[Dailydave] Clarifying the record from EFF
trevor
trevor at eff.org
Tue Aug 21 11:45:19 EDT 2012
Hey folks,
Below is EFF's response to the Daily Dave thread entitled "Neal
Stephenson, the EFF, and Exploit Sales."
In March, in the midst of a heated public about cybersecurity, EFF
published an article entitled "Zero-Day Exploit Sales Should be a Key
Point in the Cybersecurity Debate." Unfortunately, it has been
mischaracterized and distorted on this list and other public forums, so
we want to take the opportunity to clarify what we said, and
importantly, what we didn't say.
The confusion seems to stem from this paragraph:/
/
/If the U.S. government is serious about securing the Internet, any
bill, directive, or policy related to cybersecurity should work
toward ensuring that vulnerabilities are fixed, and explicitly
disallow any clandestine operations within the government that do
not further this goal. Unfortunately, if these exploits are being
bought by governments for offensive purposes, then there is pressure
to selectively harden sensitive targets while keeping the attack
secret from everyone else, leaving technology---and its
users---vulnerable to attack./
Based on this, we've been accused of calling for regulation of coders'
free speech rights. But that is not what this paragraph (or the rest of
the blog post) says. This paragraph is about what /the ////U.S.
government/ should do, and not about coders at all.

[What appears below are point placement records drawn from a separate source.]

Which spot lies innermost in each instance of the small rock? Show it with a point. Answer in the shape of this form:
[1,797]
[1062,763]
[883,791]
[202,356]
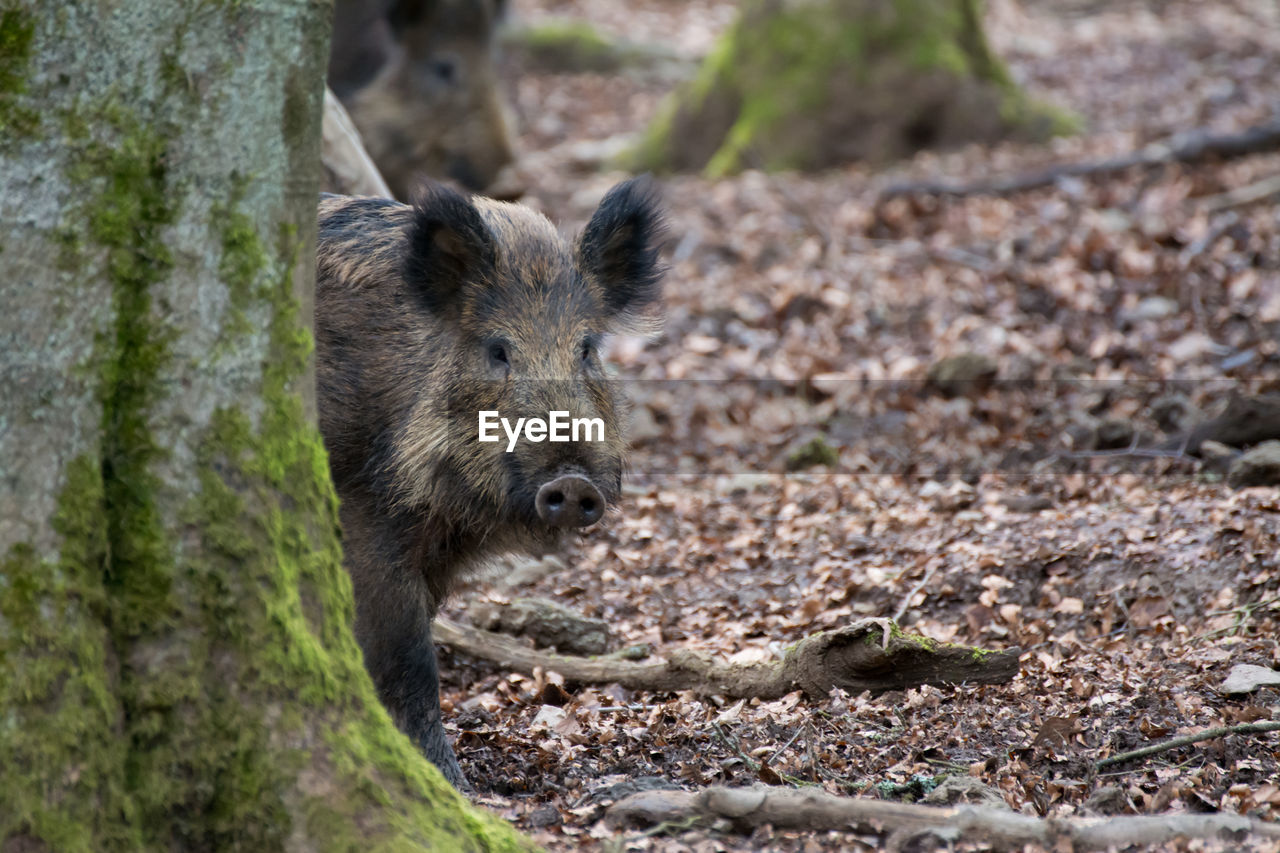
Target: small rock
[949,498]
[1114,433]
[1247,678]
[1109,799]
[964,789]
[1260,466]
[1174,413]
[547,816]
[961,374]
[816,451]
[1193,346]
[1216,457]
[1027,502]
[1153,308]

Indeed, EFF established that code is speech in the 1990s in a case
called Bernstein v. Department of Justice, winning the right to export
cryptography (https://www.eff.org/press/archives/2008/04/21-29).We
continue to defend these rights to this day. Any legislation or other
government action that would restrict coders from writing code (and
offering it to the government) should be presumptively unconstitutional,
and rightly so.
The blog post was written while the House of Representatives was
debating CISPA, a dangerous bill that would carve a huge hole in
existing privacy law while not actually making the Internet any safer:
https://www.eff.org/deeplinks/2012/04/cybersecurity-bill-faq-disturbing-privacy-dangers-cispa-and-how-you-stop-it
The basic point we were trying to make is that Congress should look at
the government's own actions and consider what it could do to improve
security before passing sweeping new legislation to scale back everyone
else's rights. That includes the government's own decisions to keep
information from companies and the public that could help secure
networks, systems, and critical data -- as part of a hidden offensive
strategy or otherwise.
The main cybersecurity bills are no longer moving forward, but the
debate about policies to address information security will doubtless
continue. In these discussions, EFF will continue to fight for the
users, for the researchers, for robust privacy and security technology,
and against governmental restrictions on the freedom to code. While you
may not agree with everything we do, we thank you for the opportunity to
participate in the discussions on this forum.
--
Trevor Timm
Activist
Electronic Frontier Foundation
trevor at eff.org
415.436.9333 ext. 104
www.eff.org
454 Shotwell Street
San Francisco, CA 94110
Defending your civil liberties in the digital world.